There is another bit of trouble going on, which is what got the Doctor and Rose shackled in the first place. Adam, Rose's "boyfriend", wandered off and got himself implanted with the same gateway that Cathica has in her forehead. As the episode progresses he makes his way back to the room where they first saw Cathica do her thing and, moved by a greedy desire to have as much information as he can, and also probably to be the first to launch it back home on 21st-century Earth, he engages the ceiling-mounted machine on himself, and before anyone knows it he is both learning everything about 200,000 year-old Earth and putting his own knowledge into the system. That is what spells disaster for the Doctor and Rose, because that is what enables the Editor and his boss (a giant, gelatinous mass with shark-teeth that hovers from the ceiling above in Floor 500 and speaks in growling utterances) to learn who the Doctor and Rose are. Stupid, greedy Adam; suffice to say he is ejected from the Doctor's and Rose's good graces by the episode's end.

Cathica found the courage to act upon what the Doctor prodded her to do, which was the "right thing". She subverted the flow of information coming from Adam's brain and also began subverting the flow of hot air coming from the top down (that's what was keeping the Editor's boss "Max" cool and therefore alive) ...

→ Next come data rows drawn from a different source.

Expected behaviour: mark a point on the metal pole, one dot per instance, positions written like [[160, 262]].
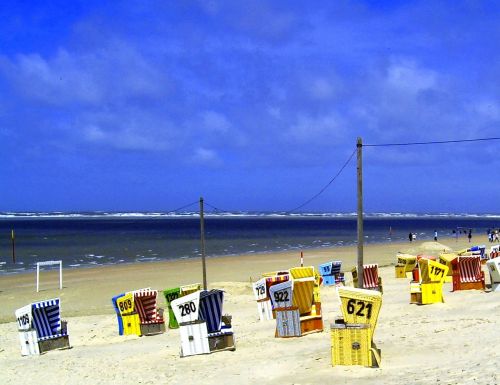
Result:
[[202, 240], [359, 146], [13, 238]]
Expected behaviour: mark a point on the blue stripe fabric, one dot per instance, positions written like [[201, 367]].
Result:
[[47, 318], [211, 309]]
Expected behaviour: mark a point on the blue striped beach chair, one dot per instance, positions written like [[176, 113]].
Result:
[[41, 328], [203, 327]]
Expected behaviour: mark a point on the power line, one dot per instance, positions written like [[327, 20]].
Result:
[[326, 186], [431, 142], [183, 207], [214, 208]]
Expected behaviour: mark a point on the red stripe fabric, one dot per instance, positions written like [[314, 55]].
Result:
[[370, 276], [470, 269]]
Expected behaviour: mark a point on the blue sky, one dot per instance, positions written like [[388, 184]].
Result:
[[147, 105]]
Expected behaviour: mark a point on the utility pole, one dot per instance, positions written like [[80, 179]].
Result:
[[202, 241], [359, 146], [13, 239]]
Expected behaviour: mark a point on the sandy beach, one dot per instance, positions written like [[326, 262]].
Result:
[[450, 343]]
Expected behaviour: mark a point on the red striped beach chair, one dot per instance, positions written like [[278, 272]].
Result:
[[150, 316], [494, 269], [467, 273], [371, 280]]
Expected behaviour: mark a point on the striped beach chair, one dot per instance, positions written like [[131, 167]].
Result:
[[150, 316], [174, 293], [331, 274], [203, 327], [41, 328], [494, 270], [286, 313], [371, 280], [138, 313], [118, 314], [467, 273], [275, 280]]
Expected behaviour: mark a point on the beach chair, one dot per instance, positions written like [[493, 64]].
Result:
[[352, 336], [118, 314], [203, 328], [467, 274], [405, 265], [430, 288], [275, 280], [150, 315], [191, 288], [494, 269], [331, 274], [174, 293], [308, 272], [171, 295], [446, 259], [264, 307], [371, 280], [287, 315], [139, 313], [309, 307], [41, 328]]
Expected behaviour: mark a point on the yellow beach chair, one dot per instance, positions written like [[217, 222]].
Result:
[[304, 299], [446, 259], [352, 337], [430, 288], [308, 272]]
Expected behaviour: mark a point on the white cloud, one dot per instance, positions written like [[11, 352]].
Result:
[[215, 122], [320, 130], [407, 77], [320, 89], [205, 156]]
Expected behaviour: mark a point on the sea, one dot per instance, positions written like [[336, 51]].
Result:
[[87, 239]]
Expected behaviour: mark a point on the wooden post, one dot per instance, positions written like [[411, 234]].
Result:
[[202, 241], [13, 239], [359, 146]]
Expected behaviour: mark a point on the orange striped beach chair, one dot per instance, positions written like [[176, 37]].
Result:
[[467, 273], [494, 269], [371, 279], [150, 316]]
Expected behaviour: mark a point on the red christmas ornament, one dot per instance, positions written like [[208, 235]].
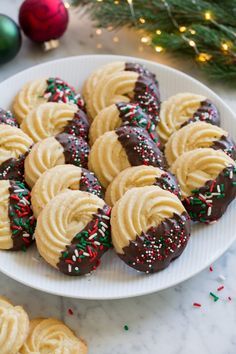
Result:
[[43, 20]]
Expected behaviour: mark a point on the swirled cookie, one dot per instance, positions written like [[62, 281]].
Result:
[[122, 82], [44, 90], [14, 146], [116, 150], [198, 135], [50, 119], [119, 114], [6, 117], [140, 176], [73, 232], [60, 178], [48, 335], [59, 150], [150, 228], [185, 108], [14, 327], [207, 179], [17, 222]]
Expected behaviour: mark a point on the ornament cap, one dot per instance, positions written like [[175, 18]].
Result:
[[50, 45]]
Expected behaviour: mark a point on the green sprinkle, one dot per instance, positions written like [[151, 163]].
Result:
[[215, 298]]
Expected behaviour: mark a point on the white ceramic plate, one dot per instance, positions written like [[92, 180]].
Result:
[[114, 279]]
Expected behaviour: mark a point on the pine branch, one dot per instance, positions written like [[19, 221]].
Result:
[[208, 28]]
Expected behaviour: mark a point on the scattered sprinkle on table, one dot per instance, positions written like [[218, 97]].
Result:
[[215, 298], [220, 288], [70, 312], [196, 304]]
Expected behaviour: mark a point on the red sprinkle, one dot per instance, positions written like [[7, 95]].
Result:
[[70, 312], [220, 288]]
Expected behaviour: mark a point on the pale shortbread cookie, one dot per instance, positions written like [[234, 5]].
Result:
[[52, 336], [194, 168], [150, 228], [13, 142], [192, 136], [179, 109], [59, 150], [128, 146], [139, 176], [48, 119], [58, 179], [41, 91], [14, 327], [68, 219]]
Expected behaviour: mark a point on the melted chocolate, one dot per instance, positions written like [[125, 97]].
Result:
[[209, 203], [207, 112], [168, 182], [22, 221], [76, 150], [87, 247], [131, 114], [140, 149], [227, 145], [146, 91], [154, 249], [13, 168], [89, 183], [6, 117]]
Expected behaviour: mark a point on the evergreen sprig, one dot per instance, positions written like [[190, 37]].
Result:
[[203, 30]]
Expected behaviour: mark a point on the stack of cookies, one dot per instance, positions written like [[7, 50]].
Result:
[[114, 168]]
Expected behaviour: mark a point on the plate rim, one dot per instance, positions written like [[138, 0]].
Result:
[[220, 252]]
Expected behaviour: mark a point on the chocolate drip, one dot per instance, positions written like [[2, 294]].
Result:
[[207, 112], [154, 249], [89, 183], [226, 144], [13, 168], [146, 91], [76, 150], [6, 117], [22, 221], [140, 149], [78, 126], [131, 114], [209, 203], [83, 254], [168, 182]]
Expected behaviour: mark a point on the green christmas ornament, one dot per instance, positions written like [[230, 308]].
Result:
[[10, 39]]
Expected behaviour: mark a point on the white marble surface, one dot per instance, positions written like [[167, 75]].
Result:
[[163, 322]]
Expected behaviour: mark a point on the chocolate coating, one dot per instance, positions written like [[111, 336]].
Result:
[[83, 254], [6, 117], [154, 249], [168, 182], [22, 221], [207, 112], [76, 150], [146, 91], [78, 126], [131, 114], [89, 183], [140, 149], [13, 168], [209, 203], [226, 144]]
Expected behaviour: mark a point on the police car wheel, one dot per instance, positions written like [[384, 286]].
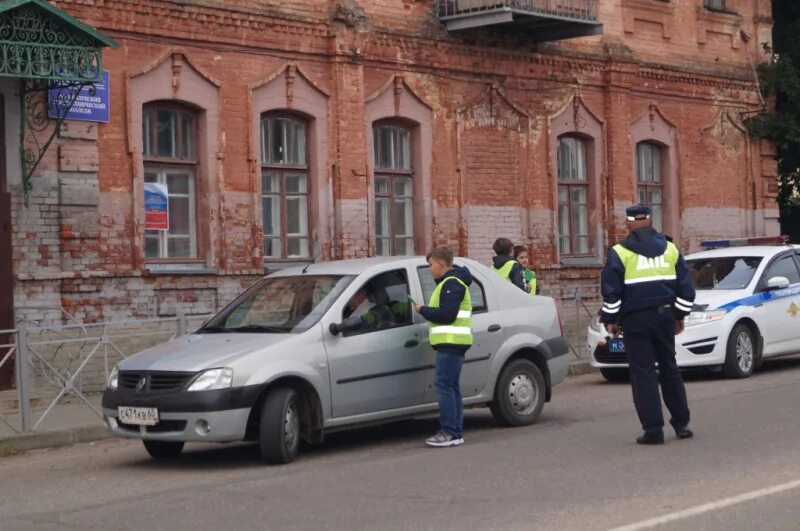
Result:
[[741, 355], [163, 449], [279, 430], [520, 394], [615, 375]]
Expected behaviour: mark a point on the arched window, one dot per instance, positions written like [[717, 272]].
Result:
[[649, 182], [573, 197], [284, 186], [394, 190], [169, 140]]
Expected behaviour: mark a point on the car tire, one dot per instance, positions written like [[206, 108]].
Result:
[[279, 430], [741, 354], [615, 375], [163, 449], [520, 394]]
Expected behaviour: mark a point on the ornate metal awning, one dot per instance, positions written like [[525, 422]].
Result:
[[49, 51]]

The visual significance of this final scene was quite profound for me: I don't know if Doctor Who's producers/writers had any specific intention with using a black woman for that particular role or not (I, of course, would like to think they did), but what it boiled down to for me was this: the black woman opening her mind is essentially what saved not only the time travellers, the Doctor and Rose, but also all of Satellite 5, and by even further extension humanity itself in the year 200,000. Because the toothy, gelatinous mass that the Editor affectionately referred to as Max was apparently in control of all of humanity - not just that which was enslaved on Satellite 5, but all of "The Fourth Great and Bountiful Human Empire ... Planet Earth ... at its height, covered with megacities, five moons, population 96 billion, the centre of a galactic domain that stretches across a million planets and species." (from Episode 7, Series 1, "The Long Game").

And I thought that was cool. It was also so very well done! I am impressed and encouraged by what this show has to offer. The episodes keep getting better and better. I still have to write about Episode 6 which we watched earlier today, which showed the machine-with-personality character ... a Dalek. That deserves a journal entry too; hopefully I'll be able to get to it before my weekend is over.